O Manuel levantava-se com os primeiros raios de sol que escorriam pelas frestas da persiana do T1 que habitava com a Madalena e seus dois filhos. Ia para a casa de banho onde fazia a barba e enganava a sujidade com umas borrifadelas de água gelada nos sovacos e nas virilhas que o gás para o esquentador só com o 13º se conseguia, o resto do ano aquecia-se a água para os banhos e de manhã não havia tempo nem pachorra para isso.
O Manuel depois de acordar a mulher marchava porta fora com o estômago enganado por uma bucha de pão seco, entalado por um chá de cidreira, e juntava-se à turba humana que ia saindo dos prédios vizinhos e lhe faziam companhia silenciosa, só interrompida pelas saudações da praxe. Com as mãos enfiadas nos bolsos e as golas levantadas ao vento cortante que zurzia as orelhas e a dignidade, aquela multidão ia engrossando ao mesmo tempo que as distancias das fábricas iam encurtando, depois desfaziam-se cada um seguindo caminho para a fábrica de destino.

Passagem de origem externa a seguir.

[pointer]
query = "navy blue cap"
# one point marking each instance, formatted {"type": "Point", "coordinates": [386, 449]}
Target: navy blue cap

Depois o Manuel e os companheiros entravam nas secções barulhentas de máquinas em movimento cadente e monótono num “trum-trum, trum-trum” que ecoava no cérebro desde que se lembrava ainda miúdo quando acompanhava o pai as primeiras vezes para aprender o oficio.
O Manuel não conheceu a internet, só a conheceu de ouvir falar. O Manuel não conheceu os netos exaurido por uma vida sem sentido. O Manuel não amou, casou porque era tradição. O Manuel não deixou herança, tem uma lápide com o nome gravado numa placa de granito polido. O Manuel não tem idade, tem os anos que os filhos de lembram: “uns sessenta e tais”! O Manuel não sabe se foi infeliz, simplesmente porque nunca conheceu a felicidade. O Manuel não viveu, viu viver no caminho que fazia de casa para a fábrica e vice-versa.
O sol sempre nasceu para o Manuel pelas frestas da janela. Ainda lhe incomodam o sono com outros “truns-truns” sempre que vem um outro Manuel para o seu lado e lhe cerram o caixão ali perto.
O Manuel podia ser o José ou o António, mas era o Manuel porque a lápide assim diz.